T1 represents the thickness of these the first lens on this optical axis, and TTL represents the distance of this thing side to imaging surface on optical axis of these the first lens.

2. a kind of optical imaging lens according to claim 1, it is characterized in that: wherein this optical imaging lens comprises one the 4th lens be arranged at the 3rd lens thing side place first watch, and this optical imaging lens meets 7.749≤(T1+T2+T4)/AC12 first watch, T2 represents the thickness of these the second lens on this optical axis, T4 represents the thickness of the 4th lens on this optical axis, and AC12 represents the air gap width between these first lens and this second lens on this optical axis.

3. a kind of optical imaging lens according to claim 2, is characterized in that: wherein this optical imaging lens comprises first watch: this face, image side of the 3rd lens is recessed at optical axis near zone.
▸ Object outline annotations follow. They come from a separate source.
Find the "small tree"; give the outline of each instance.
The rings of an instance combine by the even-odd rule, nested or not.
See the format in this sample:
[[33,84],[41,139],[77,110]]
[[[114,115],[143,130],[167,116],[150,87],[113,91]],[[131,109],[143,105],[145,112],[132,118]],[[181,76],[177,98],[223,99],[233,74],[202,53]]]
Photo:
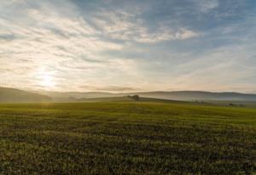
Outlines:
[[140,99],[140,97],[139,97],[138,95],[133,95],[131,98],[132,98],[135,101],[138,101],[139,99]]

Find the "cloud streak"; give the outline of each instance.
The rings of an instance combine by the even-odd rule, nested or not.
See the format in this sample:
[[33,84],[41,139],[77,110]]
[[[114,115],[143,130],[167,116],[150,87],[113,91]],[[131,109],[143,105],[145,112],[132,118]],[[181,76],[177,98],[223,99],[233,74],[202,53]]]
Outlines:
[[0,86],[254,92],[254,3],[2,2]]

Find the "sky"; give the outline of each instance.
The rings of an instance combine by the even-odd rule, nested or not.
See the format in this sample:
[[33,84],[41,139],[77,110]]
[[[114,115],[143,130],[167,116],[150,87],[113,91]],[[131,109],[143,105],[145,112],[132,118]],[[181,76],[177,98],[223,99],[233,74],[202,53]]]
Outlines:
[[0,0],[0,86],[256,93],[256,1]]

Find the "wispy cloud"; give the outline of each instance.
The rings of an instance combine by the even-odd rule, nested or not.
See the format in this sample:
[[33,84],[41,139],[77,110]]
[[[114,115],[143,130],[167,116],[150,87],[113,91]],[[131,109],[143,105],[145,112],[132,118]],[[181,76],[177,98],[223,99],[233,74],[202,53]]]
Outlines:
[[253,4],[1,2],[0,86],[251,92],[256,88]]

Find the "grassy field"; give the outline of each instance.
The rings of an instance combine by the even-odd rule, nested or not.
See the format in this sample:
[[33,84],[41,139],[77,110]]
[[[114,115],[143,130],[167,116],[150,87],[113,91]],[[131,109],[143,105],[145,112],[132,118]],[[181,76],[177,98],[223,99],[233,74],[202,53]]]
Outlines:
[[253,174],[256,109],[0,104],[0,174]]

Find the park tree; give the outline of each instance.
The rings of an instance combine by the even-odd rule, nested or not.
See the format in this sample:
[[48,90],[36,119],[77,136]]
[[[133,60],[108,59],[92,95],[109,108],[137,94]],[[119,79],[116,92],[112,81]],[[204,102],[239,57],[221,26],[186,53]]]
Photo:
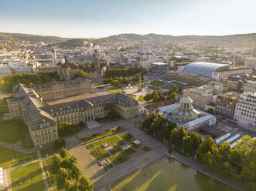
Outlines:
[[67,151],[64,147],[62,147],[60,151],[61,158],[65,159],[67,156]]
[[58,189],[62,189],[65,183],[68,181],[69,172],[67,169],[60,167],[57,173],[58,176],[56,176],[56,186]]
[[54,146],[57,149],[65,146],[65,140],[63,138],[59,137],[55,140]]
[[57,173],[60,167],[60,164],[63,161],[63,158],[60,155],[54,155],[52,158],[52,163],[49,167],[49,170],[53,174]]
[[82,176],[78,182],[78,188],[80,191],[93,191],[94,185],[92,185],[89,179],[84,176]]

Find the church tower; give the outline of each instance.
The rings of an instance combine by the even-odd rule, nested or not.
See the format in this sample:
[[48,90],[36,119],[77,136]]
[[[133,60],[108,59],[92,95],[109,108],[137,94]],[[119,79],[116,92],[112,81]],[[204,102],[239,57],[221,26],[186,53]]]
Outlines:
[[56,51],[55,51],[54,46],[52,46],[52,62],[53,62],[53,65],[56,64]]

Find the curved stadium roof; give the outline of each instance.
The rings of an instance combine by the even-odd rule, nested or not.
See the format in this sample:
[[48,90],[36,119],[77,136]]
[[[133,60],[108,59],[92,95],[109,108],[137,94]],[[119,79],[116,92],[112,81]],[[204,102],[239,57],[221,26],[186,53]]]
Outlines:
[[224,70],[229,68],[229,65],[196,62],[188,64],[183,69],[183,72],[194,74],[201,74],[204,77],[212,78],[213,73],[218,70]]

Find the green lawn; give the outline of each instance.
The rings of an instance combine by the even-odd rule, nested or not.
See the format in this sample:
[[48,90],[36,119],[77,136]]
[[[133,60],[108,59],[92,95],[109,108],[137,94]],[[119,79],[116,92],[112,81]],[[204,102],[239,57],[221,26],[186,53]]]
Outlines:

4. a kind of optical imaging lens according to claim 1, it is characterized in that: wherein this optical imaging lens meets 5.24≤(T1+T2)/AC12 first watch, T2 represents the thickness of these the second lens on this optical axis, and AC12 represents the air gap width between these first lens and this second lens on this optical axis.

5. a kind of optical imaging lens according to claim 4, is characterized in that: wherein this optical imaging lens comprises one the 4th lens be arranged at the 3rd lens image side place first watch, and this face, image side of the 4th lens is convex at optical axis near zone.

6. a kind of optical imaging lens according to claim 1, it is characterized in that: wherein this optical imaging lens comprises one the 4th lens be arranged at the 3rd lens thing side place first watch, and this optical imaging lens meets 5.899≤(T1+T4)/AC12 first watch, T4 represents the thickness of the 4th lens on this optical axis, and AC12 represents the air gap width between these first lens and this second lens on this optical axis.

7. a kind of optical imaging lens according to claim 6, is characterized in that: wherein this optical imaging lens comprises first watch: an aperture is arranged between these first lens and this second lens.

8. a kind of optical imaging lens according to claim 1, it is characterized in that: wherein this optical imaging lens comprises one the 4th lens be arranged at the 3rd lens thing side place first watch, and this optical imaging lens meets 4.358≤(T2+T4)/AC12 first watch, T2 represents the thickness of these the second lens on this optical axis, T4 represents the thickness of the 4th lens on this optical axis, and AC12 represents the air gap width between these first lens and this second lens on this optical axis.

9. a kind of optical imaging lens according to claim 1, it is characterized in that: wherein this optical imaging lens comprises one the 4th lens be arranged at the 3rd lens thing side place first watch, and this optical imaging lens meets 2.509≤T4/AC12 first watch, T4 represents the thickness of the 4th lens on this optical axis, and AC12 represents the air gap width between these first lens and this second lens on this optical axis.

10. a kind of optical imaging lens according to claim 1, is characterized in that: wherein this optical imaging lens first watch satisfied 3.39≤T1/AC12, AC12 represents the air gap width between these first lens and this second lens on this optical axis.

11. a kind of optical imaging lens according to claim 1, is characterized in that: wherein this optical imaging lens meets first watch | v1-v2|≤20, v1 represents the Abbe number of these the first lens, and v2 represents the Abbe number of these the second lens.

12. a kind of optical imaging lens according to claim 1, it is characterized in that: wherein this optical imaging lens comprises one the 4th lens be arranged at the 3rd lens thing side place first watch, and this optical imaging lens meets first watch | v1-v4|=0, v1 represents the Abbe number of these the first lens, and v4 represents the Abbe number of the 4th lens.

13. 1 kinds of portable electronic devices, is characterized in that: comprising: a casing; And an image module, be installed in this casing, comprise: just like claim the 1 to the optical imaging lens according to any one of the 12nd; One lens barrel, arranges this optical imaging lens to supply; One module rear seat unit, arranges this lens barrel to supply; And an image sensor, be positioned at the image side of this optical imaging lens.